И вновь — знакомая кровавая пелена перед глазами.

Жгучая злость и ярость, заставляющие дрожать каждый мускул.

Дипольд ударил снова. Но это так, отвлекающий удар. Потом — смена позиции, выпад с хитрым финтом.

Звяк! Звяк! Клинок Фридриха на долю мгновения опережал меч пфальцграфа и неизменно оказывался в том самом месте, где быть его не должно.

Звяк! Звяк! Звяк! Дипольд, взрыкивая от бессильного гнева, рубил и колол.

Звяк! Звяк! Гвардеец пока лишь оборонялся. Но делал это мастерски. Да, Карл Осторожный знал, кого следует брать в телохранители. И кого приставлять к непокорному сыну с горячим и непредсказуемым норовом.

Проклятье! То, на что так рассчитывал Дипольд — неожиданность нападения, не сработало. Он отскочил, тяжело дыша, приноравливаясь, с какого боку напасть снова.

— Будьте любезны, уберите оружие, ваша светлость, — холодно попросил гвардеец. Дыхание его было ровным и размеренным. Похоже, Фридрих не поддавался ни чувствам, ни усталости. Действительно, не человек — голем, закаленный годами битв и тренировок! — В противном случае я вынужден буду вас обезоружить до приезда его сиятельства.

— Да? В самом деле? — Дипольд ощерился. — Только обезоружить? Убивать меня, как я понимаю, тебе не велено. Ну что ж, Фридрих, тогда давай продолжим. Я могу убить тебя, ты меня убить не можешь. И как, по-твоему, чья возьмет?

— Моя, ваша светлость, — спокойно ответил Фридрих. — Вы хороший воин, но вы слишком горячи. К тому же у меня в подобных делах несравнимо больше опыта. Больше прожитых лет за плечами. И сражений много больше, чем турниров на вашем счету. А потому не принуждайте меня…

Дипольд принудил. Он атаковал снова. Нечеловеческое — звериное рычание взбешенного пфальцграфа. Свист рассекаемого воздуха. Звон стали о сталь.

— …забирать силой…

Еще звон. И еще.

— …ваше оружие.

Говорить и фехтовать одновременно способны немногие. Только лучшие из мечников. Тем более так невозмутимо говорить. И так хладнокровно фехтовать.
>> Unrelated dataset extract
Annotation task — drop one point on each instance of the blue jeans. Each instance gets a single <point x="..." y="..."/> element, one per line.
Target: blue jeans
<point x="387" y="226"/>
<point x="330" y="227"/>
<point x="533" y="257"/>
Не сбивая дыхания, не допуская ошибок.

Фридрих мог. Умел. И, как оказалось, не только это.

Звяк!

Хруст. Вскрик.

Выбитый мощным ударом сверху вниз, под самый эфес, клинок Дипольда летит на каменные плиты. Сам пфальцграф невольно хватается за кисть правой руки. Нет, не перелом, не вывих, не разрыв хрящей и связок. Но боль — жуткая. И рука — пуста.



Глухое ругательство, выцеженное сквозь зубы…

А Фридрих уже поднимает с пола меч пфальцграфа.

И возвращать оружие хозяину явно не собирается.

— Извините, ваша све…

Извинения, звучавшие вполне искренне, без тени насмешки, были вдруг прерваны на полуслове. Шумным хлопаньем больших черных крыльев в полутьме пустой галереи. В соседнем пролете. Буквально в нескольких шагах.

Опять ворон? Как тогда? Как в приемной зале отца?

Дипольд и рассмотреть-то толком птицу не смог. Фридрих же…

Фридрих повел себя странно. Более чем странно.

— На пол!

Бесцеремонный удар под правое колено и толчок в плечо повалили пфальцграфа под бойницу — в каменную нишу для стрел. Убежище, бесспорно, надежное, но вот столь непозволительное обращение…

— Да какого?! — взревел Дипольд, обозленный подобным рукоприкладством больше, чем поражением в бою на мечах. — Это всего лишь ворон!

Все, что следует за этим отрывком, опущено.